McDowell's Barber Shop

As one of the few businesses African Americans could own in the South, barber shops have long played a central role in black communities. The barber, a public figure with professional skills for personal service, is often a highly respected individual with a repertoire of standard and up-to-the-minute hairstyles that express a community's prevailing tonsorial aesthetics. The barber shop, with its informal atmosphere and one-room openness, is both grooming parlor and unofficial community meeting place.

Barber Louis McDowell poses for photos in his barber shop.

There are several black-owned barber shops in Paterson, every one operated by persons (mostly men, but a few women) who are well known in African-American circles. In the Bunker Hill section of north-central Paterson, none is better known or more respected than Rev. Louis McDowell, proprietor of McDowell's Barber Shop, at 400 River Street.

On March 31, 1963, McDowell gave a haircut to the first customer in his new barber shop on River Street, but he had been barbering since 1958. After thirteen years of work at a chemical factory, and with seven children to feed, he was looking for a second job. He chose barbering, remembering his brother and father cutting hair for neighbors in their Mississippi home.

McDowell cuts a customer's hair.

Every day after work, for a year and a half, he worked as a barber's apprentice in the shop of his niece's husband, before deciding to study for his barbering certificate and set up shop on his own. At first he operated part-time, opening for business at 4:30 P.M., after the end of his shift at the factory. His barbering business boomed, he hired another barber to operate the business during the day, and in 1983 he retired from the factory and became a full-time barber.
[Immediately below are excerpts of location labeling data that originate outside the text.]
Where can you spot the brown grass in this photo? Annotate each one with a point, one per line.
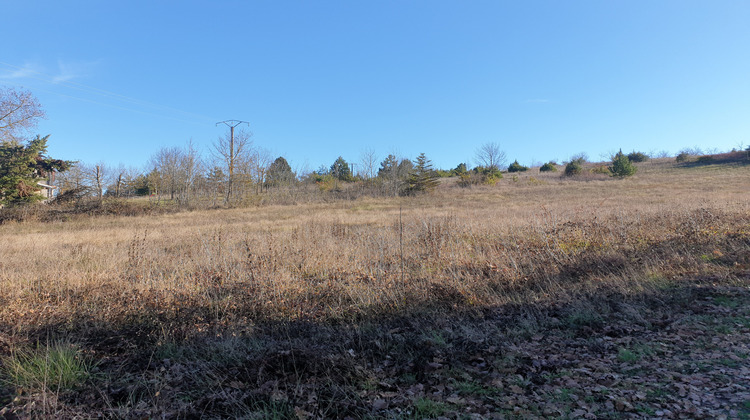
(537, 239)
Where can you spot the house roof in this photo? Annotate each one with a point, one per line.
(43, 185)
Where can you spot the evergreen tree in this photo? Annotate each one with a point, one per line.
(340, 170)
(388, 167)
(22, 166)
(279, 173)
(422, 177)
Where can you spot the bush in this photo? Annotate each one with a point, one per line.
(601, 169)
(479, 176)
(621, 166)
(548, 167)
(517, 167)
(637, 157)
(574, 167)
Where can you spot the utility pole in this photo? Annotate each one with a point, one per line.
(231, 124)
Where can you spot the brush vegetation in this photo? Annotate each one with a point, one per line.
(522, 298)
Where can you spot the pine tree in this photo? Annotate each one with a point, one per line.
(422, 177)
(340, 170)
(621, 166)
(22, 166)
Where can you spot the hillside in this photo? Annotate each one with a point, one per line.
(542, 296)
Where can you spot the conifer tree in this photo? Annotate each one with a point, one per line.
(22, 166)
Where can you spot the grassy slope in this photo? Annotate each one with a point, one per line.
(540, 297)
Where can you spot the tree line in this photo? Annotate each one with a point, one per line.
(234, 171)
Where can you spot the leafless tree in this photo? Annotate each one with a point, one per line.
(230, 152)
(369, 161)
(260, 161)
(98, 176)
(74, 179)
(166, 162)
(19, 111)
(491, 157)
(190, 170)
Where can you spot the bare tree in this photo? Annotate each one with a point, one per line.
(231, 150)
(19, 111)
(190, 170)
(166, 162)
(98, 175)
(261, 160)
(491, 157)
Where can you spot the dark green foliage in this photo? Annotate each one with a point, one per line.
(405, 168)
(621, 166)
(280, 173)
(601, 169)
(422, 178)
(22, 166)
(340, 170)
(480, 176)
(517, 167)
(548, 167)
(388, 167)
(636, 157)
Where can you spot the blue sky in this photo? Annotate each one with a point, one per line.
(319, 79)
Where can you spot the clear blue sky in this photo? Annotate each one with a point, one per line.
(319, 79)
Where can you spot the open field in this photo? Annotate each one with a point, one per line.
(540, 297)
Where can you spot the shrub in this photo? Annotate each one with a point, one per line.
(601, 169)
(548, 167)
(517, 167)
(574, 167)
(479, 176)
(621, 166)
(637, 157)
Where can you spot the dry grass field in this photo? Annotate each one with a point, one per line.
(539, 297)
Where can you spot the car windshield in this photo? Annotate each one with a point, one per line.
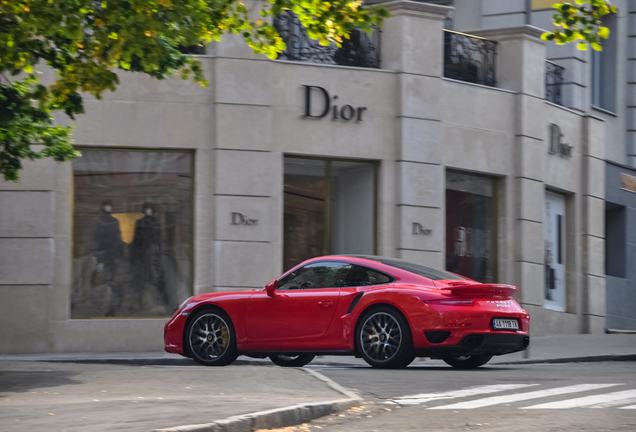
(420, 270)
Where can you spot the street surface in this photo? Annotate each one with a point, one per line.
(50, 396)
(54, 397)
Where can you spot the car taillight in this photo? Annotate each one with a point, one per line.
(451, 302)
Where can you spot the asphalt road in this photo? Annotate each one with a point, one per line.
(78, 397)
(540, 397)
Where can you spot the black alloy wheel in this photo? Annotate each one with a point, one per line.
(211, 339)
(292, 361)
(468, 362)
(384, 339)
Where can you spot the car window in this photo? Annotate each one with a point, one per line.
(324, 274)
(361, 276)
(420, 270)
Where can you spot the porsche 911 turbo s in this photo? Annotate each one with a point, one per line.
(384, 310)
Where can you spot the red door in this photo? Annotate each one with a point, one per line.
(292, 316)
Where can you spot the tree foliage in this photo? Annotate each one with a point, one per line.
(581, 22)
(87, 41)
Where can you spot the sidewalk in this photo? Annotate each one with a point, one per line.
(67, 396)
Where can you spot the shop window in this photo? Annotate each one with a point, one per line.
(132, 233)
(615, 240)
(554, 251)
(604, 65)
(329, 208)
(471, 226)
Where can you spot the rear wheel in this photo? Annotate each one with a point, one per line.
(211, 338)
(384, 339)
(468, 362)
(291, 361)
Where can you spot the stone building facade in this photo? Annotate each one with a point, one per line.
(603, 85)
(224, 187)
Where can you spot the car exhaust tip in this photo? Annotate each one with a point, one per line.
(436, 336)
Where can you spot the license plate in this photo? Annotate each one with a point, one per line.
(504, 324)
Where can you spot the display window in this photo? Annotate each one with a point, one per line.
(329, 208)
(471, 226)
(555, 253)
(132, 233)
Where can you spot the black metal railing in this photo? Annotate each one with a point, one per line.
(359, 50)
(469, 58)
(554, 82)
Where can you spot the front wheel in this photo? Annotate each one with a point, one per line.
(291, 361)
(468, 362)
(211, 338)
(384, 339)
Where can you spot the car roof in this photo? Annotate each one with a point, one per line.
(418, 269)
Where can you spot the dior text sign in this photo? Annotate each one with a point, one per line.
(241, 219)
(318, 110)
(418, 229)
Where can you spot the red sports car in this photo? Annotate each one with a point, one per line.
(385, 310)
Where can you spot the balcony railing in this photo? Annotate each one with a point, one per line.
(469, 58)
(359, 50)
(554, 82)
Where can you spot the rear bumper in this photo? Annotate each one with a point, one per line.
(478, 343)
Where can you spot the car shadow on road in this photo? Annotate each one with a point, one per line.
(23, 381)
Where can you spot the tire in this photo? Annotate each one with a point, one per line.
(291, 361)
(211, 348)
(383, 339)
(468, 362)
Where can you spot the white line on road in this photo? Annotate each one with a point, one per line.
(471, 391)
(605, 400)
(496, 400)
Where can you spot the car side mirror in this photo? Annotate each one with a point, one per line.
(271, 287)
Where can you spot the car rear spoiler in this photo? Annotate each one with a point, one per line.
(478, 290)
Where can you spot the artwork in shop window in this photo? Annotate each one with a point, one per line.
(554, 254)
(470, 226)
(132, 233)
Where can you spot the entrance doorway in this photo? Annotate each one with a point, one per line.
(329, 208)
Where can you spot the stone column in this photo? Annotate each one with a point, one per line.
(27, 258)
(413, 46)
(520, 68)
(247, 170)
(593, 225)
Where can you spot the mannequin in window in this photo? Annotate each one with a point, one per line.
(146, 259)
(106, 251)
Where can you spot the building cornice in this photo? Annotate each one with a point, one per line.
(414, 8)
(526, 32)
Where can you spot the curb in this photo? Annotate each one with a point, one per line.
(270, 419)
(278, 417)
(587, 359)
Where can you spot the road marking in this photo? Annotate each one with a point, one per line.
(496, 400)
(594, 401)
(471, 391)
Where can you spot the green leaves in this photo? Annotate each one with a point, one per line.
(580, 21)
(86, 42)
(22, 124)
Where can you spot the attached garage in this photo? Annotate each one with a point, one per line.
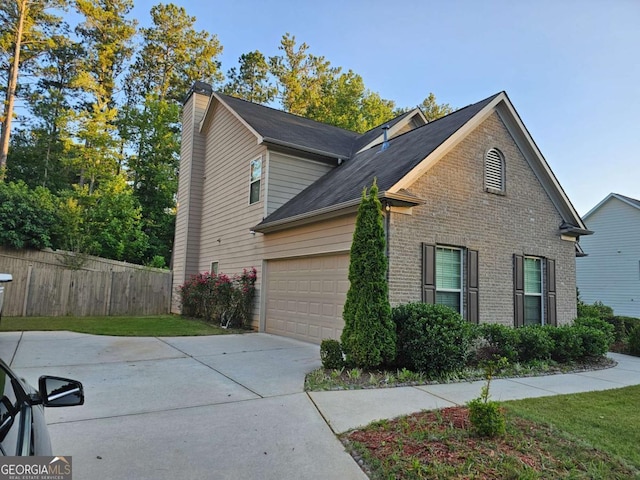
(305, 296)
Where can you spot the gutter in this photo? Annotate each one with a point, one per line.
(574, 231)
(393, 199)
(294, 146)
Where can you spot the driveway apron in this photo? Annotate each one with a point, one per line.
(217, 407)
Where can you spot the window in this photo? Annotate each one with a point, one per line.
(449, 277)
(256, 175)
(494, 180)
(534, 291)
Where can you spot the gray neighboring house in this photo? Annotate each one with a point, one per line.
(474, 216)
(610, 273)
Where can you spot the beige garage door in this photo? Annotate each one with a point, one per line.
(305, 296)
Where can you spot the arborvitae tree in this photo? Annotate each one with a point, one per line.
(368, 338)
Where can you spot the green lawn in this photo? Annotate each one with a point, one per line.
(608, 420)
(579, 437)
(154, 326)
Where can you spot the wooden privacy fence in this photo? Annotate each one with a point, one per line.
(40, 288)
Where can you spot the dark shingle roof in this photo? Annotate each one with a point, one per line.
(374, 133)
(284, 128)
(630, 200)
(346, 182)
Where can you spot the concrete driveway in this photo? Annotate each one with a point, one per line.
(218, 407)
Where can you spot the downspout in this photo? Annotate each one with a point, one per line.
(387, 220)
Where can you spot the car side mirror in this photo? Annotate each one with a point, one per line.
(7, 414)
(60, 392)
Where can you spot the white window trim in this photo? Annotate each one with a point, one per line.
(251, 181)
(542, 284)
(460, 291)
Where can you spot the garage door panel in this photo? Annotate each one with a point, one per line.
(314, 293)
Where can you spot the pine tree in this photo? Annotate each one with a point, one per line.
(368, 338)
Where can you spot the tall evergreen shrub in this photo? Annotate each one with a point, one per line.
(368, 338)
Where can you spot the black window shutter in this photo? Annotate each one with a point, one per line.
(428, 273)
(518, 290)
(552, 318)
(472, 286)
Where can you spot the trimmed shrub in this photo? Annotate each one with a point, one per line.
(219, 298)
(597, 310)
(605, 327)
(595, 342)
(634, 341)
(433, 339)
(534, 343)
(331, 354)
(567, 343)
(622, 326)
(502, 341)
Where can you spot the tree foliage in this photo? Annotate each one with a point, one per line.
(368, 338)
(173, 56)
(100, 137)
(25, 31)
(251, 81)
(27, 217)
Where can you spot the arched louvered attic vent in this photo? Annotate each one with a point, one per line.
(494, 171)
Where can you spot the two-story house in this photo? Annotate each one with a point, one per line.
(611, 272)
(474, 216)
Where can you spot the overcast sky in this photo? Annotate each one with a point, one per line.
(570, 67)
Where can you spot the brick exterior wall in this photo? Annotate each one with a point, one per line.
(459, 212)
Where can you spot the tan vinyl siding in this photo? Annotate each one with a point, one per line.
(329, 236)
(227, 217)
(288, 176)
(187, 236)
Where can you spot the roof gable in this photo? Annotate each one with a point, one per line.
(628, 200)
(288, 130)
(343, 185)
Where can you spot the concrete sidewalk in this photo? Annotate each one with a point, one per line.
(346, 410)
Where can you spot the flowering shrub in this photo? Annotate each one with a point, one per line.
(219, 298)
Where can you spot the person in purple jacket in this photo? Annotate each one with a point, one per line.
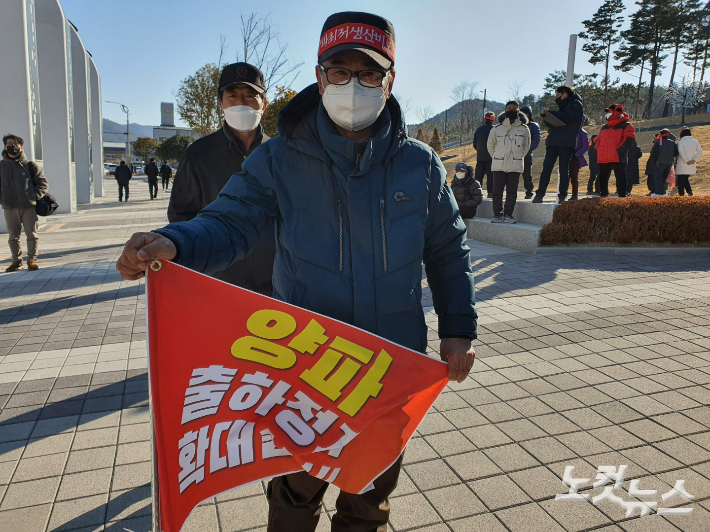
(578, 161)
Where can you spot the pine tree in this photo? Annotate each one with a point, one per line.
(601, 33)
(681, 26)
(435, 143)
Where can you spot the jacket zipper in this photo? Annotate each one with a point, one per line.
(340, 235)
(384, 236)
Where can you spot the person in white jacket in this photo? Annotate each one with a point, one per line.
(689, 153)
(508, 145)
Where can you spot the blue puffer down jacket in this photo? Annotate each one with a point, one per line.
(354, 222)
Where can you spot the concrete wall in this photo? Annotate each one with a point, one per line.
(96, 129)
(82, 120)
(54, 82)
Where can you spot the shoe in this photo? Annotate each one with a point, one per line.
(16, 265)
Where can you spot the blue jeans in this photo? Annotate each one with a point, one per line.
(551, 155)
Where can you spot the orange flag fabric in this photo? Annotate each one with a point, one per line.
(245, 388)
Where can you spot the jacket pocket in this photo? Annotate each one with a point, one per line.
(384, 234)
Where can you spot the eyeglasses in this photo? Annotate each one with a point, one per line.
(342, 76)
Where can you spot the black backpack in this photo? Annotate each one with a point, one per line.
(48, 204)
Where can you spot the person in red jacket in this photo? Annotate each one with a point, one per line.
(614, 142)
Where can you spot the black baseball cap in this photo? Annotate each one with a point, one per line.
(242, 73)
(363, 32)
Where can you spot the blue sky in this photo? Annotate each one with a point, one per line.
(144, 48)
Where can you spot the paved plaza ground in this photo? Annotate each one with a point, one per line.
(581, 360)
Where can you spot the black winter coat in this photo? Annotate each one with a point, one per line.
(123, 174)
(632, 166)
(204, 170)
(151, 170)
(480, 142)
(467, 192)
(571, 112)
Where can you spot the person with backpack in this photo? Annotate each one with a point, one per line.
(593, 183)
(467, 191)
(22, 185)
(662, 158)
(483, 158)
(166, 173)
(578, 161)
(615, 140)
(535, 137)
(151, 170)
(123, 176)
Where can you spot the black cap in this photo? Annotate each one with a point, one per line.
(363, 32)
(242, 73)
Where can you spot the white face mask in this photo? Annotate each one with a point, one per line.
(242, 117)
(352, 106)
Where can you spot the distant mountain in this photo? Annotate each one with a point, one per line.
(115, 132)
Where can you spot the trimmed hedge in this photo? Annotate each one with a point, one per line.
(639, 221)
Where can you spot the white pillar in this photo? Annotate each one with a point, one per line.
(19, 84)
(82, 117)
(54, 49)
(97, 139)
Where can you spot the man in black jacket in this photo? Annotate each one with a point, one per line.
(210, 161)
(483, 158)
(166, 173)
(561, 140)
(123, 175)
(151, 170)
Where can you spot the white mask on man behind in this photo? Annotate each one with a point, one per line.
(352, 106)
(242, 117)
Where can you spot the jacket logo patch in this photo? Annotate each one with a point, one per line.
(400, 196)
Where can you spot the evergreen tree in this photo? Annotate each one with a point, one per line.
(681, 27)
(435, 143)
(648, 34)
(601, 33)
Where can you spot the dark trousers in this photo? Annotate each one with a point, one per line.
(551, 155)
(593, 183)
(484, 168)
(295, 504)
(508, 181)
(660, 174)
(574, 175)
(683, 184)
(604, 175)
(527, 174)
(153, 186)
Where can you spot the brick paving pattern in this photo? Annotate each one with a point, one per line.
(583, 361)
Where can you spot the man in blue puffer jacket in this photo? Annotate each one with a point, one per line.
(358, 206)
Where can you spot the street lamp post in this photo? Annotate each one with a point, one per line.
(128, 132)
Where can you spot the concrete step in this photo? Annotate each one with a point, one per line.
(525, 211)
(518, 236)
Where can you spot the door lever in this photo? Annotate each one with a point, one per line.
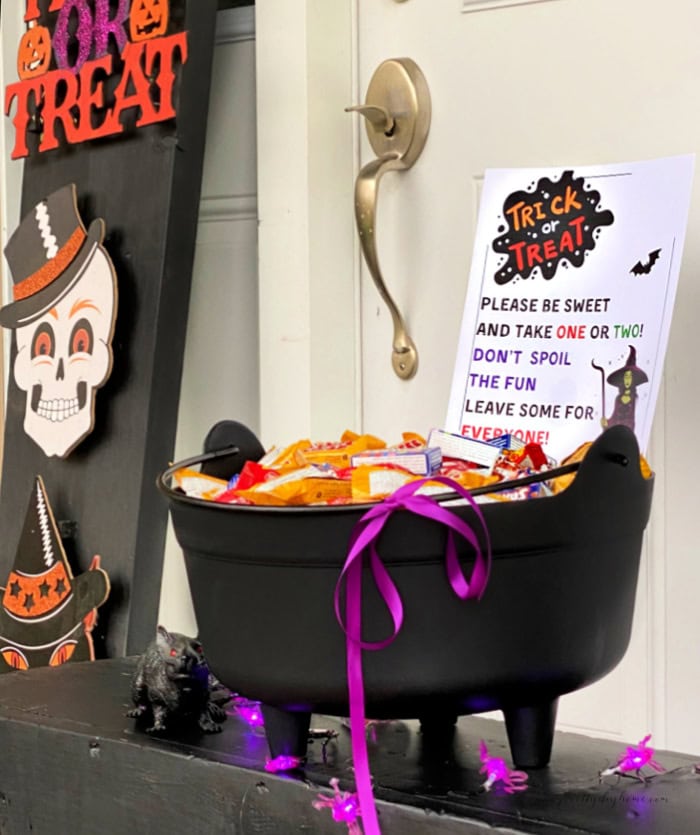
(397, 109)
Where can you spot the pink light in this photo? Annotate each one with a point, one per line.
(344, 807)
(283, 763)
(634, 759)
(497, 771)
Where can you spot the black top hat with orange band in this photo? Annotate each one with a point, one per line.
(47, 254)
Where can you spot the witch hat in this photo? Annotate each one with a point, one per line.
(43, 602)
(639, 376)
(47, 254)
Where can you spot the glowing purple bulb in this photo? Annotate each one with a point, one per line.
(345, 807)
(283, 763)
(634, 759)
(496, 771)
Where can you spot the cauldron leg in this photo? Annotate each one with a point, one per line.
(287, 731)
(440, 723)
(531, 733)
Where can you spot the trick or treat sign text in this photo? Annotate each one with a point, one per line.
(569, 303)
(89, 68)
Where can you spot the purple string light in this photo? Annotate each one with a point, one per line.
(497, 771)
(634, 759)
(248, 711)
(283, 763)
(344, 806)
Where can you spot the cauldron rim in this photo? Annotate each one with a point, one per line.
(626, 438)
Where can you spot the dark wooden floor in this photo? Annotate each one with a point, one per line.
(71, 762)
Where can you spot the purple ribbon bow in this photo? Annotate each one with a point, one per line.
(363, 538)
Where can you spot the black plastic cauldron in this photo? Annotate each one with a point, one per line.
(556, 615)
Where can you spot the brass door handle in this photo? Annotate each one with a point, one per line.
(397, 109)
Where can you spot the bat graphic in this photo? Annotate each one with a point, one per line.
(641, 268)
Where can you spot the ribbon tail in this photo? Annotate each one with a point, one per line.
(356, 696)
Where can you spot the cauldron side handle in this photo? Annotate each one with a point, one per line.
(531, 733)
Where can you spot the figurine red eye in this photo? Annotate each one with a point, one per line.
(81, 338)
(15, 659)
(62, 654)
(44, 342)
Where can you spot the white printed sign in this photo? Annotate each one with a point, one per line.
(569, 303)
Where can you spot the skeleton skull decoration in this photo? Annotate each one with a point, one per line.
(63, 316)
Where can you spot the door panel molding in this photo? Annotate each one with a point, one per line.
(487, 5)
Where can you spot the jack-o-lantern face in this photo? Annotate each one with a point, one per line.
(34, 53)
(149, 19)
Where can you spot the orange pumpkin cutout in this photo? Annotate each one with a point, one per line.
(149, 19)
(34, 53)
(15, 659)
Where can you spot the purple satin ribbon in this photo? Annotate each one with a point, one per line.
(363, 538)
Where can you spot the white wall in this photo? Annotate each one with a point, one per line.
(221, 368)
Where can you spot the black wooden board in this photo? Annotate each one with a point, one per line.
(146, 185)
(73, 763)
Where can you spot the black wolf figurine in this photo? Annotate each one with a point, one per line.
(172, 685)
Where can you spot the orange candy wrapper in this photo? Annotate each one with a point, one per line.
(308, 473)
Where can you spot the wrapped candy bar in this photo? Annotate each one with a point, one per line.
(197, 485)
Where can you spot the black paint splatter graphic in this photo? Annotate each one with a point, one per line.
(553, 222)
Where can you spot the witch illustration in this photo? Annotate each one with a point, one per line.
(46, 614)
(625, 379)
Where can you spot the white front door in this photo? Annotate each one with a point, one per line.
(514, 83)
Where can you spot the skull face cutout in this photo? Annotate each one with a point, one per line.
(64, 356)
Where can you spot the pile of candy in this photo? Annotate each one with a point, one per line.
(363, 468)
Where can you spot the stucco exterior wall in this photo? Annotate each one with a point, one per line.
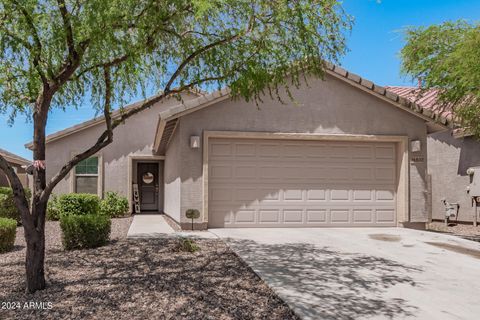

McDowell cuts a customer's hair.

McDowell's visibility and reputation in the community, as both a barber and a preacher (he was once the pastor of his own church), have made his shop a social center in the neighborhood. In recent years, it has also become important as a distribution point for free food to needy neighbors, further underscoring the significance of barber shops in African-American culture. McDowell sees community service, religious expression, and barbering as interrelated in his business. He says people look to him for spiritual guidance, often while getting their hair cut.